I See Pictures and I Make Pictures! The Paintings of Bastian Börsig. An essay by Marc Wellmann
After more than a century of modernist eruptions have broken up the painting’s surface, it may seem tiresome to raise the question of its mimetic function — to scrutinize the medium with a view to its representational quality. At first glance, Bastian Börsig’s work would appear to discourage and indeed positively deny such an inquiry. Yet his pictures do not come out of nowhere. Their genesis is intertwined with a complex process that originates in reality, or its sensory reflection in the artist’s body.
Börsig speaks of “triggers” that prompt a picture: visual, or sometimes emotional, impressions that derive from his perception of reality. We can learn something about the transmutation of reality — the migration of pictures — by examining the vestigial figurative elements he offers to the beholder’s gaze as an initial anchor. On his canvases, which are always untitled, we can variously espy a sofa, a bucket, a box, a dresser with plates, or a red table with a drawer. But these objects, whittled down by abstraction to mere symbols, do not make any sense when read purely as what they are; all they do is limn the basic features of a space conceived in keeping with the principles of perspective, such as the relation between above and below, the existence of light and shadow, or intimations of alignment and depth. It is the apprehension of a solid object, comparable to what, in certain circumstances, one might “see” with closed eyes.

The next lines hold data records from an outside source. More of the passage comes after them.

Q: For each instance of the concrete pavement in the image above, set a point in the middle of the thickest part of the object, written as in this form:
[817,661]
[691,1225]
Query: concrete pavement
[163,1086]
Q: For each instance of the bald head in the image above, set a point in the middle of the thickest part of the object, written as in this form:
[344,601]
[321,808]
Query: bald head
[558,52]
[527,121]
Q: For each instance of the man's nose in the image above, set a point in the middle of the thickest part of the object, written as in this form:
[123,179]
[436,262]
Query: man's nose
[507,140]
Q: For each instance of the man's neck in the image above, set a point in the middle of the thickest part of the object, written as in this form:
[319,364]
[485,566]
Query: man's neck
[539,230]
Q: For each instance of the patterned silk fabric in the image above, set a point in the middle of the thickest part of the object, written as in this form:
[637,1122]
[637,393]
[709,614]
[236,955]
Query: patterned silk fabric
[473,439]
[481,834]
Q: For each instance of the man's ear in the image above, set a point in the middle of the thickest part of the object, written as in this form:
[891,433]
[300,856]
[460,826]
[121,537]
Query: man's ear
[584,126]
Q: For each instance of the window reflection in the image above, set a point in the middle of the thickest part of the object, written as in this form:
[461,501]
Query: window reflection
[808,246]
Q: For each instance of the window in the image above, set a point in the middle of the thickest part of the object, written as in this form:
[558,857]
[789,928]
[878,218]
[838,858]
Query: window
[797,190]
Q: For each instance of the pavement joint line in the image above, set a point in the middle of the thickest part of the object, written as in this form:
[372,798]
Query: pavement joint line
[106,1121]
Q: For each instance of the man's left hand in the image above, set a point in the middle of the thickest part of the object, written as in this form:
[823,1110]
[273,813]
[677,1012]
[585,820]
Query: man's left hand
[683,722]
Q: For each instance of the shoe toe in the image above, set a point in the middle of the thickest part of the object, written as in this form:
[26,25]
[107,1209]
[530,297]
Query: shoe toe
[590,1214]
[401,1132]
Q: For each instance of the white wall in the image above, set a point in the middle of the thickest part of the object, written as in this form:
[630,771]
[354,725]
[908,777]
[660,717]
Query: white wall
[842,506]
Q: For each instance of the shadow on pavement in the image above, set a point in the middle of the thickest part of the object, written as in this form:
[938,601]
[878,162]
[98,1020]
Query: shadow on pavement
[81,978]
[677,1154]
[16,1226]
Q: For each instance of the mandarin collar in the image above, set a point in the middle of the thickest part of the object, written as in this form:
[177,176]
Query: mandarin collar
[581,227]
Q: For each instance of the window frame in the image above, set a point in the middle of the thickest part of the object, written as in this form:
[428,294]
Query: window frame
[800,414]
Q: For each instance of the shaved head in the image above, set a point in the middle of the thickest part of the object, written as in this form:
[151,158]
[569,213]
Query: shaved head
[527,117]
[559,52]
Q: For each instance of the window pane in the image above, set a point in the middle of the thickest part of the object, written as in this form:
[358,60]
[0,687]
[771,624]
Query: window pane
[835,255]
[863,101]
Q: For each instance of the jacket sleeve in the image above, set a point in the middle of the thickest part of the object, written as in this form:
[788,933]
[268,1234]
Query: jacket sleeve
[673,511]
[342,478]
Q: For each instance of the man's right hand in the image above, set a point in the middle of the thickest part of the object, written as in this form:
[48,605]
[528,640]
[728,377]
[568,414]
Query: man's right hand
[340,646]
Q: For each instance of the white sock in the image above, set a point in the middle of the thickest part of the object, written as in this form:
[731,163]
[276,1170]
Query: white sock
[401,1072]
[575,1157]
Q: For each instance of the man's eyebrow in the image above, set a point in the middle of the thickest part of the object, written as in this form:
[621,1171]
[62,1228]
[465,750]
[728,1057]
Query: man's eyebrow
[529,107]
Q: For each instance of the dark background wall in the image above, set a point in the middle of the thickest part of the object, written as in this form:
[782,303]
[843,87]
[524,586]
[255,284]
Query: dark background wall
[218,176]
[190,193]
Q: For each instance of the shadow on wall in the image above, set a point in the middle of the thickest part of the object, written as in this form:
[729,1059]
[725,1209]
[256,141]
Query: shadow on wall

These traces of perceived reality are largely domestic in origin, references to furniture or kitchen utensils, and their banal presence on the lowest level of the pictorial structure readily indicates that they are not its true purport.
According to a conceptual scheme developed by philosophers in the late seventeenth and early eighteenth centuries, we are incapable of cognition of things as they are in themselves; we only grasp their images as transmitted by our perceptual organs. Reality is a semblance created by our consciousness. That is the empiricist inversion of Plato’s theory of forms; his allegory of the cave described how reality presented itself to human consciousness as a shadow theater of truly substantive entities that eluded direct cognition. Plato’s ideas have absolute existence independent of man. John Locke’s and George Berkeley’s sensualism, by contrast, focuses on how the human mind, as the central agent of knowledge, contaminates reality. It marks the historic moment to which we can trace the emergence of a new conception of the picture, one that subsequently informed the modernist paradigm. It is not outward reality that matters; instead, an inner reality now crucially defines the relationship between the artist and his work.
What he sees, experiences, remembers serves Bastian Börsig as the loose scaffold for an encompassing dissimulation that only gradually manifests itself as he paints. His creative process is as open as possible and structured as a dialogue in which the artist’s relation to the painting’s surface unfolds. Börsig commands a wide repertoire of techniques, including the deft use of contrasts between areas covered with pastose layers of thick paint and others treated with diluted paint; traces of brushwork and paint runs and drips bear witness to the work’s facture. The powerful physical presence of the paint layers — the artist sometimes also rubs them on or scratches drying layers — is held at bay by sharply delineated edges of objects or ensembles of contours that sometimes recall cartoons, adding to the aura of lively good cheer his pictures exude. He likes to combine oil paint with charcoal or lacquers; a coat of the latter over layers of oil paint that dries more slowly produces a distinctive peeling or cracking of the surface. Used in moderation, such craquelure is a stylistic device that creates a semblance of abrasion or aging, in an effective contrast with the prevailing pictorial vocabulary of soft shapes often painted in pastel hues.
Unleashing the forces implicit in his various techniques and bringing them into a delicate balance in which divergent motivic strata and multiple coats of paint are interwoven and sometimes overlap to great effect, Börsig brings a virtuoso’s touch to his craft. His layers veil and filter the initial pictorial impulse, endowing the work with a life independent of the artist’s body. His is not a Surrealist technique that cedes authority over the painting to the subconscious and to chance: the operations immanent to the composition are too carefully calculated for maximum impact. Still, one senses a fundamentally speculative approach to reality, in the sense that Börsig’s painting unearths structures of things that have broken free of the conventional conceptual framework in which we apprehend our world.